Die Menschen, die nach Deutschland kommen, wollen hier leben und arbeiten. Inwieweit ist die Integration auch ein Wirtschaftsfaktor?
Natürlich profitieren einige Unternehmen von den Menschen, die zu uns kommen, zum Beispiel die Firmen, die die Unterkünfte bauen, oder Sicherheitsunternehmen. Die Flüchtlinge konsumieren aber größtenteils nicht mit eigenem Kapital. Ihr Konsum ist vom Staat finanziert. Schätzungen zufolge liegen diese Kosten für den Staat bei bis zu 20 Milliarden Euro. Bedenkt man, dass das deutsche Sozialprodukt weit über 2.000 Milliarden Euro beträgt, ist diese Summe nicht sehr hoch. Doch das Geld fällt ja nicht vom Himmel. Mit 20 Milliarden Euro könnte der Staat auch Straßen sanieren oder Steuern senken und damit ebenfalls positive Konsumeffekte erzeugen. Es gibt daher durchaus einen Wachstumsimpuls durch die Flüchtlinge. Dieser ist aus meiner Sicht aber nicht entscheidend.

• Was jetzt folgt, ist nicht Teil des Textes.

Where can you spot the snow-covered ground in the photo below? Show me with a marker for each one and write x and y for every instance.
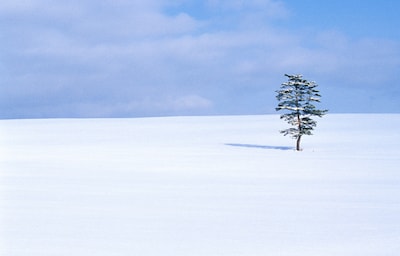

Gilt dasselbe für den Wohnungsmarkt?
Da könnte sich mehr bewegen. Die Nachfrage der Flüchtlinge nach günstigem Wohnraum erhöht den Druck auf den Mietwohnungsmarkt, der ohnehin relativ starr ist und nicht gut funktioniert. In Ballungsgebieten sind bezahlbare Wohnungen schon jetzt knapp. Neue Häuser zu bauen, dauert jedoch. Deshalb droht die Gefahr, dass die Wohnungspreise in den kommenden Jahren weiter steigen.
In den vergangenen Monaten kamen zudem wiederholt Forderungen auf, den Mindestlohn für Flüchtlinge auszusetzen. Was halten Sie davon?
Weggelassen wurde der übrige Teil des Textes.